As a general rule of thumb the longer macro lenses are better for subjects that my fly/run off, for static/inanimate subjects then the focal length is more down to personal preference/price.


----------



## RAKAMRAK (May 1, 2014)

Right, at 1:1 the same object will occupy exactly the same area of the image. Till this my understanding is clear. But ten things get a bit fuzzy for me. 

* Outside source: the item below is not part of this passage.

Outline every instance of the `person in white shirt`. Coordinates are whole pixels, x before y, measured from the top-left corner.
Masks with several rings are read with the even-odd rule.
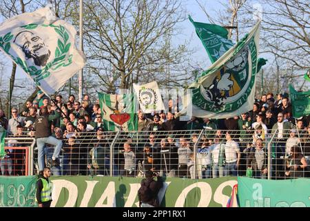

Do you mean that the focal length difference of macro lenses have no effect on the 'image' (for example from the point of view of perspective) at 1:1 magnification other than the usability (that is subject to lens front distance while capturing the photogrpah)?


----------



## Deleted member 91053 (May 1, 2014)

I have not really noticed a difference in perspective at 1:1, though I believe to longer lenses will give a shallower depth of field at 1:1 - I am not an expert here.
Note the minimum focus distance is measured from the sensor/film - this is indicated on the top of your camera by a circle with a line through it. As the longer focal length lenses tend to be physically longer the front of the lens may not be that much further away, from the subject, than a shorter lens - but it all helps with skittish insects etc.


----------



## RAKAMRAK (May 1, 2014)

John thank you for the replies. 
Correct, the distance is from the film/sensor (the phi type symbol). I was kind of brushing over those issues (the 50mm needs an extender type thing as well for 1:1).

You are quite right that it that longer macros will have shallower depth of field. But I am specifically looking info about perspective - no one talks about that - may be because it is not important as such. But still.....


----------



## Deleted member 91053 (May 1, 2014)

I don't know, but I suspect, that the difference in perspective would be more noticeable at lower magnifications. I think it's time for a trip to the camera shop and have a play with a few lenses!


----------



## Random Orbits (May 2, 2014)

If the subject is the size in the frame, then objects in the foreground and background will be different sizes using lenses of different focal lengths. See example at 

http://www.the-digital-picture.com/Reviews/Canon-EF-100mm-f-2.8-L-IS-USM-Macro-Lens-Review.aspx


----------



## privatebydesign (May 2, 2014)

The subject, as you say, will be the same size in the different images.

The perspective will be different in the images, that is the apparent shape of an object will appear more rounded with a shorter focal length and flatter with a longer focal length. This effect of perspective is vastly reduced in macro shooting.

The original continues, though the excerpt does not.